Cet amendement vise à compléter les aménagements apportés par l’article 18 au mécanisme de régulation de la dépense de médicaments, dit « taux L », et à la contribution spécifique sur les médicaments destinés à lutter contre l’hépatite C, dit « mécanisme W ».
Il tend, en premier lieu, à supprimer la contribution W, qui a d’ores et déjà produit ses effets sur la fixation du prix des médicaments associés, et dont l’extinction était initialement programmée pour la fin de cette année.
Le Gouvernement souhaite maintenir ce mécanisme, parce qu’il entend créer un filet de sécurité budgétaire ; toutefois, d’après les hypothèses actuelles, il est vraisemblable que le taux de croissance pour 2017 du chiffre d’affaires des entreprises concernées ne sera pas supérieur à 10 % et que, par conséquent, le déclenchement n’aura pas lieu. On ne comprend donc pas vraiment pourquoi un tel maintien.
En second lieu, en complément de l’amendement gouvernemental, adopté par l’Assemblée nationale, dont le dispositif prévoit de faire porter le taux L sur l’évolution du chiffre d’affaires brut des entreprises, c’est-à-dire sans en retrancher les remises conventionnelles versées par les laboratoires dans le cadre des contrats passés avec le Comité économique des produits de santé, ou CEPS, nous demandons par le présent amendement que la remise versée au titre du taux L ne soit pas déduite du chiffre d’affaires de l’année n-1. En l’état actuel du droit, on aboutit en effet à une diminution mécanique de l’assiette prise en compte chaque année, ce qui crée une progression presque automatique et artificielle du chiffre d’affaires pris en considération l’année suivante, et donc de la contribution due.

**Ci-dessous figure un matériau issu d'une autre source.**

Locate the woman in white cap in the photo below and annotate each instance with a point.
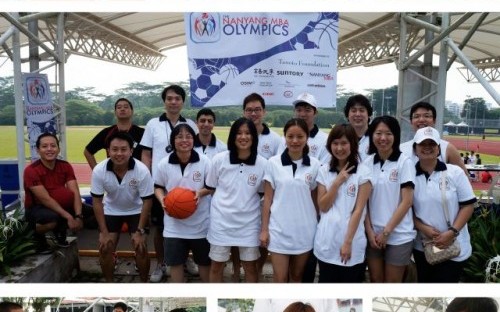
(436, 182)
(389, 221)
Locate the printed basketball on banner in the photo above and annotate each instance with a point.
(204, 27)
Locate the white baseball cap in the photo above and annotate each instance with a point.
(427, 133)
(307, 98)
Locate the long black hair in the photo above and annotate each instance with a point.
(336, 133)
(231, 139)
(393, 125)
(302, 125)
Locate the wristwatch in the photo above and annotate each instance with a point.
(454, 230)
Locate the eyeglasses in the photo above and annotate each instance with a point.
(184, 137)
(254, 110)
(418, 116)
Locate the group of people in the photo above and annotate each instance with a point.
(337, 201)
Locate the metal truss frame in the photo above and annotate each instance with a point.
(488, 67)
(409, 304)
(377, 43)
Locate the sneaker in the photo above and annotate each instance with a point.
(115, 260)
(158, 273)
(58, 239)
(42, 247)
(191, 267)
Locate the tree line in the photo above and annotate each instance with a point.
(85, 106)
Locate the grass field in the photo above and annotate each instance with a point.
(78, 138)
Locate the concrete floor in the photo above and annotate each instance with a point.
(90, 270)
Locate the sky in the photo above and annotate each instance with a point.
(87, 72)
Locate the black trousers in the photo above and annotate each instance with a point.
(445, 272)
(332, 273)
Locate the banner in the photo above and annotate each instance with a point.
(38, 107)
(278, 55)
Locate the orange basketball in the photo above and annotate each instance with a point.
(180, 203)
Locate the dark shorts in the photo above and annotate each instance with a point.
(115, 223)
(399, 255)
(157, 214)
(178, 250)
(41, 215)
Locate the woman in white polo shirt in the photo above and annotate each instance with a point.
(289, 216)
(185, 168)
(428, 208)
(343, 190)
(389, 222)
(236, 176)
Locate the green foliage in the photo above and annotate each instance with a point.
(231, 305)
(16, 241)
(473, 107)
(484, 229)
(196, 309)
(40, 303)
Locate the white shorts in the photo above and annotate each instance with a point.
(221, 253)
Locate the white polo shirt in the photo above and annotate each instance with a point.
(427, 202)
(214, 147)
(388, 179)
(269, 143)
(193, 176)
(363, 145)
(122, 198)
(327, 246)
(407, 149)
(156, 137)
(293, 217)
(235, 214)
(317, 145)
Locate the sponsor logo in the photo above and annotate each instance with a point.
(133, 183)
(204, 27)
(254, 25)
(289, 73)
(266, 149)
(263, 72)
(316, 85)
(446, 182)
(325, 76)
(252, 180)
(197, 176)
(351, 190)
(314, 149)
(393, 176)
(308, 178)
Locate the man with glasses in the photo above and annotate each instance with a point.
(423, 114)
(254, 108)
(358, 112)
(156, 144)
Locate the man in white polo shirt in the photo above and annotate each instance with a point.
(423, 114)
(122, 192)
(206, 142)
(305, 108)
(254, 108)
(155, 143)
(358, 112)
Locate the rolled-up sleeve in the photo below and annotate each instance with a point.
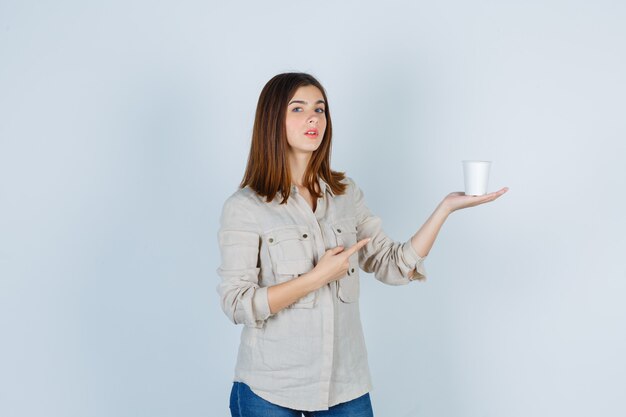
(392, 262)
(242, 299)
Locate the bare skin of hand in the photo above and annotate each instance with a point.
(458, 200)
(334, 263)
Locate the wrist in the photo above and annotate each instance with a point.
(444, 209)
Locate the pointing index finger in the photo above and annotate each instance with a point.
(357, 246)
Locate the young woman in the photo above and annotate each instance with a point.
(292, 240)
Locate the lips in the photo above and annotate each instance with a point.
(311, 133)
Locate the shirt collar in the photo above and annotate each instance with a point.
(324, 187)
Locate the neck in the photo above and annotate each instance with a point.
(297, 166)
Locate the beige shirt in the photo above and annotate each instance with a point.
(311, 355)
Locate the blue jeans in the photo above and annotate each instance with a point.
(245, 403)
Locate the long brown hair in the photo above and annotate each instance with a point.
(267, 171)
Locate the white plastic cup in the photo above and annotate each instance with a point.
(476, 174)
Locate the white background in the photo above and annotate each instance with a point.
(125, 125)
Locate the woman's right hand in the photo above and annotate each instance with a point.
(334, 263)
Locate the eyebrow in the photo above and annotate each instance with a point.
(304, 102)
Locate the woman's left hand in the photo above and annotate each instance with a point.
(458, 200)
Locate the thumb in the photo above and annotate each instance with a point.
(336, 250)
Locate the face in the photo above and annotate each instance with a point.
(306, 120)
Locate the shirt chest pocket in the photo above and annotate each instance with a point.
(348, 285)
(291, 250)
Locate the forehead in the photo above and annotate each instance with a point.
(308, 93)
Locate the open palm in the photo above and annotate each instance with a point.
(458, 200)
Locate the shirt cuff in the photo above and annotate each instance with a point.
(414, 261)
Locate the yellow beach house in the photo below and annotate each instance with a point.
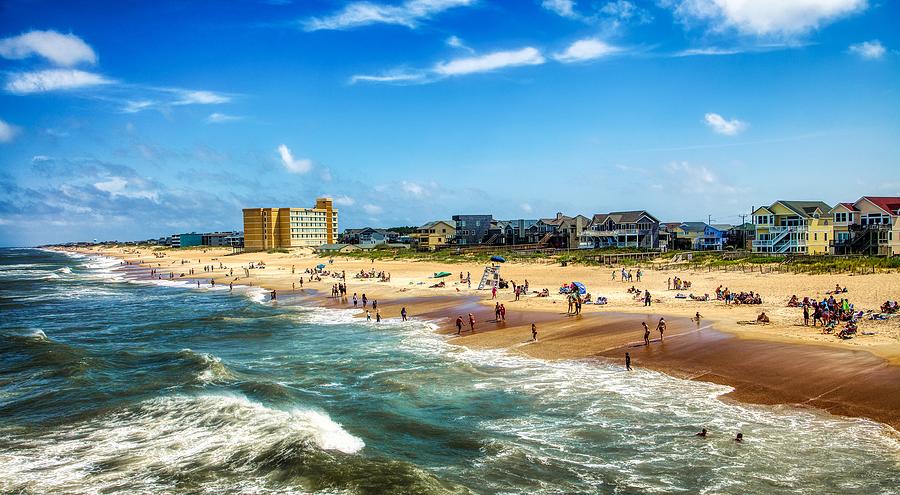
(784, 227)
(270, 228)
(434, 235)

Il s’agit, en d’autres termes, de rendre les assiettes identiques, par conséquent comparables, d’une année sur l’autre. Cette double modification devrait permettre d’améliorer la lisibilité et la prévisibilité du taux L, pour les entreprises comme pour l’administration.
Notre but est donc, non pas de réduire les redevances dues par les entreprises, mais de leur donner un peu plus de clarté. Notre objectif, monsieur Barbier, est bien toujours le même : nous voulons avoir une vision à moyen terme.